PC crashing everytime the CUDA program crashes any way to prevent this/ is it normal for this to hap

Hi all,

I’m writing a ray tracer in CUDA and when my program crashes (due to a bad memory access or whatever) my PC stops responding and I have to revert to restarting the PC. Is this normal and is there anyway to stop this from happening?

That depends on what operating system you’re using. If you’re using Linux with console-only setup (just using the graphics card for CUDA), then I would guess that yes, you could fix it without restarting (though I’m not a linux user, so I can’t say for sure). If you’re on Windows XP/Vista, then no, probably not; if your bad memory accesses are corrupting the memory that is reserved for the operating system to display it’s graphics…most OS’s probably don’t play well with that sort of thing.

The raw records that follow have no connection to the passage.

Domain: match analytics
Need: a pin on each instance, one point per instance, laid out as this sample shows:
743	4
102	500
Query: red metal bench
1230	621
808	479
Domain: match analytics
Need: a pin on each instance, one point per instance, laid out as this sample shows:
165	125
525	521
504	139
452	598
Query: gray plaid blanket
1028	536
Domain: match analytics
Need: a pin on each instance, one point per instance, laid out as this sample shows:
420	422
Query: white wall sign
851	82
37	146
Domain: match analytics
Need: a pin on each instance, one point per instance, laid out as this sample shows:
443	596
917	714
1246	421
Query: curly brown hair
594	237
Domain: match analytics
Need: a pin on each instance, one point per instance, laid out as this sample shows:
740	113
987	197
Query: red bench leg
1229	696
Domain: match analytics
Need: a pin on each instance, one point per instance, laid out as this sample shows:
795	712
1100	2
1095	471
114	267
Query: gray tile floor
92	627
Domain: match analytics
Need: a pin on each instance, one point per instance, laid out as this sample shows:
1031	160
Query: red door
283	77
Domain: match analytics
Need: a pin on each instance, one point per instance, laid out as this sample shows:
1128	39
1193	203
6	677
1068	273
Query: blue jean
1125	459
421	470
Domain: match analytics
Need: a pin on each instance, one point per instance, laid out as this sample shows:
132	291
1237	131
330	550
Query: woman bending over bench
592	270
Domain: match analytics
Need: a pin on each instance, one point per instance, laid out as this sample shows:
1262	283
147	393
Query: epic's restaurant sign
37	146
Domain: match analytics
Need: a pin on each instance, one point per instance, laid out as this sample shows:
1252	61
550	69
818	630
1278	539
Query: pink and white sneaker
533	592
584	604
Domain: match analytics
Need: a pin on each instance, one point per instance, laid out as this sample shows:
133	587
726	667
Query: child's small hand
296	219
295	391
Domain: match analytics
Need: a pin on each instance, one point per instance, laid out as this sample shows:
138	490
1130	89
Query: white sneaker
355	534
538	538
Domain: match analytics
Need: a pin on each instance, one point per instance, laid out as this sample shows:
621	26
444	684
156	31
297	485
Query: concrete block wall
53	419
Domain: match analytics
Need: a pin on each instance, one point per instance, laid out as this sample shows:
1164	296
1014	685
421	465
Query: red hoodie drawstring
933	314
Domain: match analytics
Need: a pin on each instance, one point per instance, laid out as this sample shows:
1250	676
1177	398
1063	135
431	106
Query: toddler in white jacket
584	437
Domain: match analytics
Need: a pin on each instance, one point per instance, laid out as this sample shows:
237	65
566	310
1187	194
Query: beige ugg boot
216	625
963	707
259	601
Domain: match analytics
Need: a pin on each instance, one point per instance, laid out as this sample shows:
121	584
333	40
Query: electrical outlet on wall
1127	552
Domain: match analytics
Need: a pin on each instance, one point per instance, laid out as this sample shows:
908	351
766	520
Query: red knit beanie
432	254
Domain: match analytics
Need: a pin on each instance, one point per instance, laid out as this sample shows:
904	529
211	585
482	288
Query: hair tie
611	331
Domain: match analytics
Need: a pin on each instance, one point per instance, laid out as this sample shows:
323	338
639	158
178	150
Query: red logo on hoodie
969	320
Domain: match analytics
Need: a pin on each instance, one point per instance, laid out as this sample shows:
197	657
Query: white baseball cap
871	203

Use the emulator to work out whatever memory access bugs you can first (and remember, in the emulator, chances are you won’t be able to catch instances where you pass a host pointer to the device, which will cause a crash when you run the real version). If you’re familiar with Linux, give valgrind a try…it seems that lots of the linux folks here use that to check for memory access problems in their kernels (even if they end up running the kernels on a Windows machine).

Ok, cheers. I’m running XP using my primary graphics card. I thought the OS would’ve realised the program/graphics card was stuck and timeout the program? I thought there was something built into the driver layer that would reset the graphics card in XP/Vista.

There may be be something in Vista, I don’t know for sure. It uses a different driver model and supports virtualization of graphics memory, but you’ll have to wait for someone that knows more to answer.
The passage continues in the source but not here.